Walking down memory lane...
Thank you to everyone who congratulated me and my new job! I have to say, I'm pretty excited about it. What I'm not excited about is moving all of my stuff up there. I've gotten a little bit of it moved already, but now I have a lot of the big stuff left to move, i.e. my bed, dresser, bookshelf. Speaking of my bookshelf, it was a complete mess, full of old papers, miscellaneous things and pictures. I spent most of the weekend cleaning it off so that I'd only take up what I absolutely want to take up.
I ran into some pretty interesting things while going through everything. Things that I haven't seen in years and some things that I had totally forgotten about. It's funny when you find a letter from a guy who you knew in high school professing his love to you and how he's always had a "thing" for you... and you don't even remember getting this letter... hmmm.. And then there was "the box." You know the one, the one where you keep all the old letters and pictures of old boyfriends, not to be opened for at least a year or two after you've broken up. Boy did that bring back memories. Luckily it only brought back good memories. It's funny, I know for some of those my heart was totally broken, but now when I think back on it and look at all the old letters, I don't feel anything but nostalgia and fond memories. It's interesting how after a few years you completely forget the bad times and all that's left are the good.

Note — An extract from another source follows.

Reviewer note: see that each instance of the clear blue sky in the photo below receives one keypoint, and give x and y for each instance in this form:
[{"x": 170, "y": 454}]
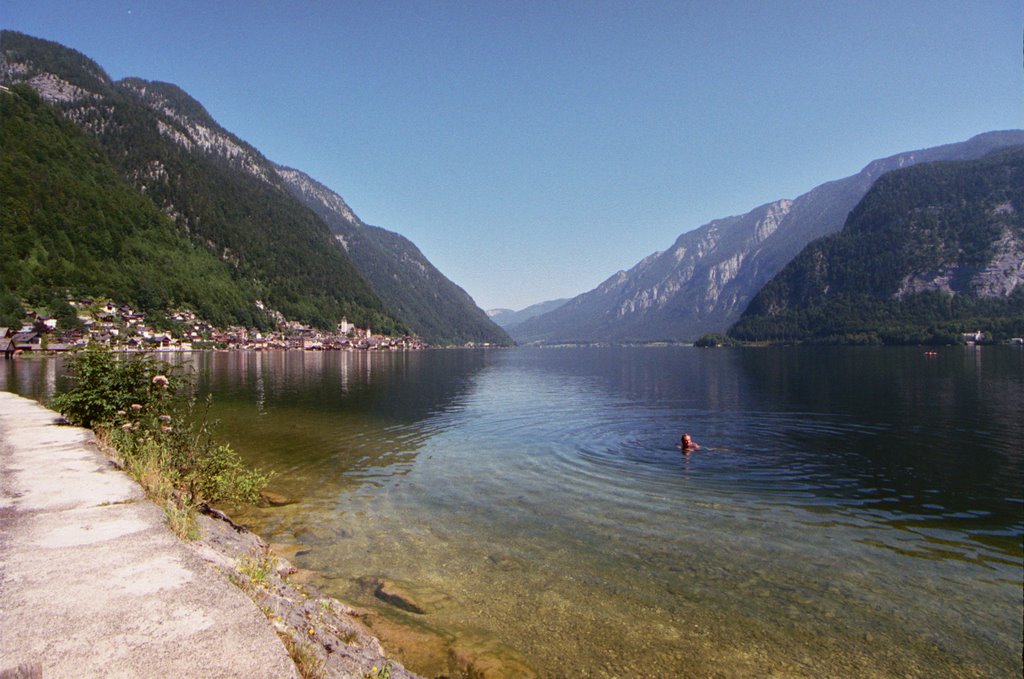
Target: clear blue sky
[{"x": 534, "y": 149}]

And then there were the pictures. Oh my god the pictures. Some made me cringe, some made me smile and sigh and others made me laugh my butt off. Those all went into a box to be sorted someday in the future when I'll cringe, smile and laugh again at them.
It was fun and frustrating at the same time to go through all of those things. Fun because it's always fun to go down memory lane, frustrating because everytime I ran across something I'd take a few minutes, sometimes more to reminisce on it, all the while knowing that I really didn't want to spend all weekend going through this stuff. And then there were times when I would stand in the middle of the room, look at the piles of crap all over the floor and feel so overwhelmed because I didn't know where to go from there so I'd just stand there, for minutes at a time not doing anything and then I'd get mad at myself for not doing anything and then I'd feel overwhelmed again...vicious cycle. Those were the times when I just had to walk away for a little while and do something else. God organizing and purging your stuff can be frustrating.
All-in-all, it turned out fine. I got rid of the things that basically made me say "why the @#$% do I have this?" And kept the things I thought I could use or were really sentimental. It really felt good to finally get rid of some of that stuff. Sometimes you just have to sit on those things for awhile, because you know after a few years, they are no longer sentimental anymore so you can get rid of them then.
So, in a totally unrelated topic, we had a huge ice/snow storm here last Friday. I'm a bit peeved about it because the final that I had on Friday has now been rescheduled for this Wednesday. I just wanted to take it and get the whole thing over with, now I have to drive back up there just to take the one test. Oh well, I suppose it's ok because it just means that I won't have to spend as much time at work on my last week! It feels so good to say that this is my last week of work here! Thank the lord!
As far as knitting goes, I finished my brother's socks and started a pair for my dad. Unfortunately I didn't work on them as much as I wanted to because I spent most of the weekend organizing and not only that, but my hands started hurting a little when I was working on them. I think it's because they're such tiny needles (size 1's) and I'm trying to go faster than I should. I've got to be careful with that. Don't want to put my hands out of knitting commission, where would I be then?